I don’t really want to be that Godwin guy who says, “You know who else liked natural medicine?”, but heck; Hitler really liked herbs a lot. There were several material reasons for the Nazi promotion of CAM, not the least of which is that “Aryan” doctors were sent to war, Jewish doctors were slaughtered or imprisoned and a state-endorsed “natural healing” practice emerged to appease sick Germans. But there were cultural reasons as well.
As Edzard Ernst, who was the world’s only Professor in CAM right up until he pissed off His Royal Herbness Prince Charles last year, has said in a range of articles on the Third Reich and CAM, there were many reasons Hitler loved himself some natural hocus pocus. “The general belief is that (CAM) had nothing to do with the sickening atrocities of this period.

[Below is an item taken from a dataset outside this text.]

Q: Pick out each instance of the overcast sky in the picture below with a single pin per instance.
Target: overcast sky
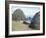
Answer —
(28, 11)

I believe that this assumption is not entirely correct.”
Ernst goes on to cite many examples of Nazi quackery and urges for a more comprehensive academic study of the Things Natural Medicine Doesn’t Want You to Know, which include the “advancement” of the study of homeopathy by the Third Reich and the fact that we all should be really, really suspicious of anyone whose premise is “let’s do things like they did in olden times”.
What Ernst doesn’t do is give us a satisfying account of how “simple” and “all natural” explanations of the world accommodate fascism. He can’t, because he’s a scientist, and therefore imperfect. But there are other Germans who explain how these faith-based explanations of a complex world can control populations. Notable among them is Theodor Adorno who gave much of his life to comparing the imposition of stupid faith by the Third Reich to the apparently voluntary acquisition of similarly stupid faith in liberal democracies, such as the USA. This book is a good and (for him) very readable introduction to his thoughts on why we believe in dumb hocus pocus. The short version: an easy way for us to deal with life in mass culture and the scientific Enlightenment that produced it is to choose whatever mystic-but-apparently-rational explanation is handy. It’s the Jews. It’s the Muslims. It’s that we’re not eating enough kale.
Pete “Kale” Evans brings us comfort. His urging toward an (entirely fictitious) past is mystic. His citation of (often discredited) one-off scientific studies passes as rational. While it is true that his message of “eat more vegetables” is good, it’s only good because it tallies with just about every single recommendation by any dietitian ever. The rest of the stuff that he emits is pseudo-scientific mystic fart, which may compromise the physical health of its adherents and certainly does compromise the health of our public conversation. We cannot permit the presentation of mystic opinion as fact.